In a Nutshell...
History of the Breed
Size & Statistics
Shelties mature at 13-16 inches tall at the withers, and weigh 15-25 pounds as adults. They are considered to be a medium sized dog. Their life expectancy is 12-14 years. They tend to be vocal dogs and tend to like to bark. Shelties were ranked the 27th most popular dog breed by AKC in 2020.
Every breed has their own medical issues that can be checked, and clearances can be given through testing:
- hips (OFA)
- eyes (CERF exam)
- vonWillebrand’s Disease (VWD)
- multi-drug resistance (MDR1)
- Collie Eye Anomaly (CEA)
- Degenerative Myelopathy (DM)
- Progressive Retinal Atrophy (PRA)
Some of these tests are genetic DNA tests -- the test is performed once, and you know the status of your dog. These include the MDR1 and vonWillebrand’s Disease and more recently, Collie Eye Anomaly.
Other tests need to be done periodically throughout the shelties life, such as the eye exams and thyroid exams.
Personality / Temperament
These dogs are highly trainable and are eager to please their owner.
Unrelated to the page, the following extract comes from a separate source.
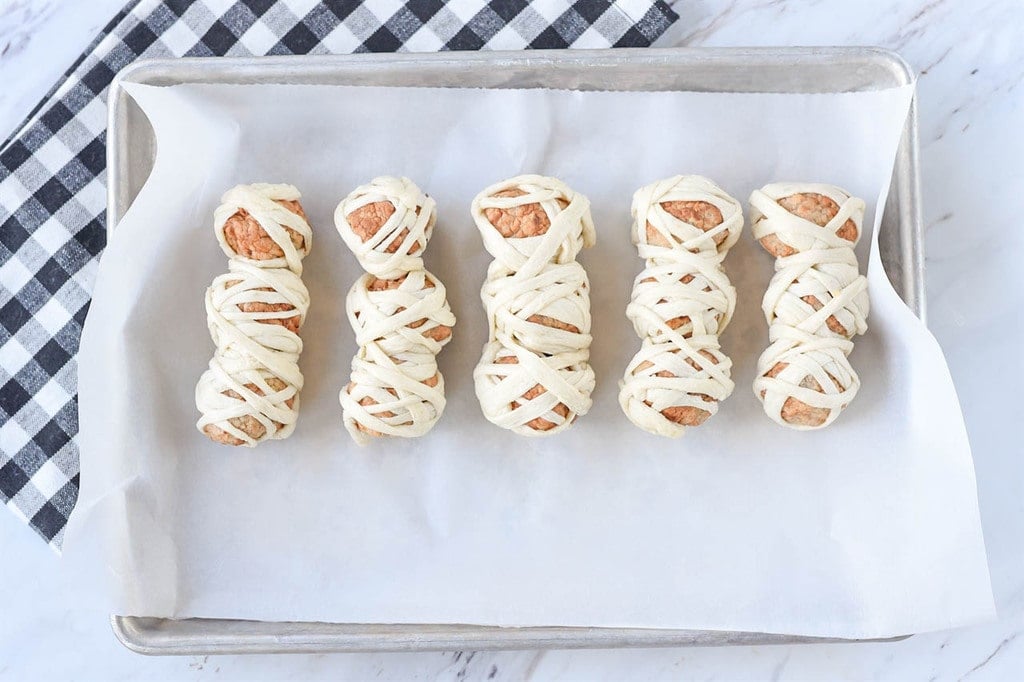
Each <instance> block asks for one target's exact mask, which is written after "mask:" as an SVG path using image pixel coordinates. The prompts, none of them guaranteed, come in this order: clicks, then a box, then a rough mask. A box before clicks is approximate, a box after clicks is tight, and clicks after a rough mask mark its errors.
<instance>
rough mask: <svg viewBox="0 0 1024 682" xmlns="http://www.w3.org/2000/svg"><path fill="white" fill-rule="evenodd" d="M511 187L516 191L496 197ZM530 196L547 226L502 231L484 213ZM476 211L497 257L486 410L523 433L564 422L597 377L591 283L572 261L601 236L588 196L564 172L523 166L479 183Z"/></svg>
mask: <svg viewBox="0 0 1024 682" xmlns="http://www.w3.org/2000/svg"><path fill="white" fill-rule="evenodd" d="M508 190H515V191H516V193H519V196H516V197H498V196H496V195H498V194H500V193H505V191H508ZM530 205H538V206H540V207H541V209H542V210H543V212H544V214H545V215H546V216H547V219H548V221H549V223H550V224H549V226H548V227H547V229H546V231H544V233H543V235H539V236H523V237H504V236H503V235H502V232H501V231H499V229H498V228H497V227H496V226H495V225H494V224H492V222H490V221H489V220H488V219H487V216H486V212H487V210H488V209H505V210H515V209H519V208H521V207H527V206H530ZM471 212H472V216H473V220H474V221H475V222H476V226H477V228H478V229H479V230H480V235H481V236H482V238H483V246H484V248H485V249H486V250H487V252H488V253H489V254H490V255H492V256H494V258H495V260H494V262H492V264H490V266H489V267H488V268H487V279H486V282H485V283H484V284H483V287H482V289H481V291H480V297H481V299H482V300H483V305H484V310H485V312H486V317H487V325H488V342H487V343H486V345H485V346H484V348H483V353H482V356H481V358H480V363H479V364H478V365H477V367H476V370H475V371H474V373H473V377H474V380H475V385H476V395H477V398H478V399H479V401H480V407H481V409H482V411H483V415H484V416H485V417H486V418H487V420H488V421H490V422H492V423H494V424H497V425H498V426H501V427H503V428H507V429H510V430H512V431H514V432H515V433H518V434H521V435H529V436H539V435H551V434H553V433H557V432H559V431H562V430H564V429H566V428H568V427H569V426H570V425H571V424H572V422H573V421H574V420H575V418H577V417H579V416H581V415H585V414H587V412H588V411H589V410H590V407H591V403H592V400H591V393H592V392H593V390H594V385H595V378H594V371H593V369H592V368H591V367H590V364H589V359H590V344H591V340H592V338H591V335H590V329H591V314H590V293H589V289H590V283H589V281H588V279H587V272H586V270H584V268H583V266H582V265H580V263H578V262H577V261H575V257H577V256H578V255H579V253H580V251H581V250H582V249H584V248H586V247H590V246H593V244H594V242H595V237H596V235H595V230H594V222H593V219H592V218H591V215H590V202H589V201H588V200H587V198H586V197H584V196H583V195H581V194H579V193H575V191H573V190H572V189H570V188H569V187H568V186H567V185H566V184H565V183H564V182H562V181H560V180H558V179H555V178H551V177H542V176H538V175H522V176H518V177H514V178H510V179H508V180H505V181H502V182H499V183H497V184H494V185H492V186H489V187H487V188H486V189H484V190H483V191H481V193H480V194H479V195H477V196H476V198H475V199H474V200H473V204H472V208H471ZM530 317H535V318H536V319H539V318H548V319H551V321H557V322H558V323H561V324H562V325H565V326H571V327H572V328H574V329H575V330H578V331H572V330H571V329H558V328H556V327H552V326H551V325H546V324H541V323H539V322H534V321H531V319H530ZM538 387H540V388H539V389H538ZM527 396H528V397H527Z"/></svg>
They want you to be proud of them! Shelties are one of the most successful obedience breeds.
As a herding dog, shelties may be inclined to bark at, and even herd people. Some shelties with higher herding instincts may nip at the heels of people, in order to herd them. However inclined, these versatile dogs can adapt to many different living situations, if provided with proper outlets for their energy. These dogs do best when at least taught basic obedience and manners, such as not jumping on people, as well as simple commands such as sit, down, and stay.
Shelties are very personable dogs that love their family. They are known for following their family members around the house.
Grooming Requirements / Coat Care
Shelties are a long haired breed. They have a thick double coat which keeps them cool in the summer and warm in the winter. Despite their fuzzy appearance, these dogs should never be shaved to keep them cool, or to lessen shedding. While shelties do shed year-round, they seasonally blow their coats in the spring and fall. Their long fur is most easily managed if they are brushed regularly. This also will help keep dog-hair-tumbleweeds (as we call them) on your floor to a minimum.
It is especially important to brush these dogs, to ensure that their fur does not mat up. The most common places for mats are on the hindquarters and behind the ears. Paying attention to these spots regularly will keep the fur soft and mat-free.
Energy Level / Activity Level
Shelties thrive on mental exercise and love having a job to do. They love to herd, and may sometimes herd little kids. They also love to chase, and may chase you, or kids, squirrels, or even cars. Because of this, care should be taken and these dogs should remain on-leash in open areas.